UTF8 Glyph/Ideograph CodePoint validation and Rendering...

AmigaOS users can make feature requests in this forum.
Post Reply
Belxjander
Posts: 314
Joined: Mon May 14, 2012 10:26 pm
Location: 日本千葉県松戸市 / Matsudo City, Chiba, Japan
Contact:

UTF8 Glyph/Ideograph CodePoint validation and Rendering...

Post by Belxjander »

Can the graphics.library/Text() routine please be modified for the following...

Testing for UTF8 Encoded MultiByte Character where bit-8 is set for the octets in the character and the first character has a leading set of 1 bits (highest to lowest) for the same number of octets as comprise the character.

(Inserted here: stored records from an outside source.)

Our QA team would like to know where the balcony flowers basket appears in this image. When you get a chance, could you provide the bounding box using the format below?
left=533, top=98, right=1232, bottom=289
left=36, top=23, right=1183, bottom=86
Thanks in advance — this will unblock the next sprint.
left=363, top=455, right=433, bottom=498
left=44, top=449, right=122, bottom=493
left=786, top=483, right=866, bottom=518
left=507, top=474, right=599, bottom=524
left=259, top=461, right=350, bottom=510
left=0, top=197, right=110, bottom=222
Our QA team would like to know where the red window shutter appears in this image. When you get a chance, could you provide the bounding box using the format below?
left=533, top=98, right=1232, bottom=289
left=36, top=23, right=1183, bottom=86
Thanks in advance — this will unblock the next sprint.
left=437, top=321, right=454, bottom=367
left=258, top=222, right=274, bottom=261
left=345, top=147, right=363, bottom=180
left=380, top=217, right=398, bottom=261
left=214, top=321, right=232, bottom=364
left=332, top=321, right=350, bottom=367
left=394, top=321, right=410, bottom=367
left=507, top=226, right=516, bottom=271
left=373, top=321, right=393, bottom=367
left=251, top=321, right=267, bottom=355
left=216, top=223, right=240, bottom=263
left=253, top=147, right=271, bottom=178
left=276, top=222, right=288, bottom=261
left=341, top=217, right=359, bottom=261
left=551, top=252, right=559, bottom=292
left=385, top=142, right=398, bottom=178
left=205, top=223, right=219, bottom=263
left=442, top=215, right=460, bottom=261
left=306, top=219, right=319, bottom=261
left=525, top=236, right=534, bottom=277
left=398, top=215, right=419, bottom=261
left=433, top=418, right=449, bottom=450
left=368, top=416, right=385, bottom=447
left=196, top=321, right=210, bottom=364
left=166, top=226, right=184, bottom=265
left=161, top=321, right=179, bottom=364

CodePoint 4E00 is 0xE4B880 and Ideographic meaning "1" in Chinese and Japanese
CodePoint 4E09 is 0xE4B889 and Ideographic meaning "3" in Chinese and Japanese

CodePoints 3041 through 30FF is Hiragana and Katakana Unicode ranges
Hex E38181 through E381BF, E38280 through E38296 for valid Hiragana display.
Hex E382A0 [CodePoint 30A0] through E382BF continued, E38380 to E383BA [ CodePoint 30FA ] for valid Katakana.

Validation will always have the first octet with bit 8 set as "CF"/"DF" masked as comparison identical to the original octet for a two-octet sequence,
"EF" mask-comparable as equal for a 3-octet encoding and "F7" mask-compare-equivalent for a 4-octet encoded sequence.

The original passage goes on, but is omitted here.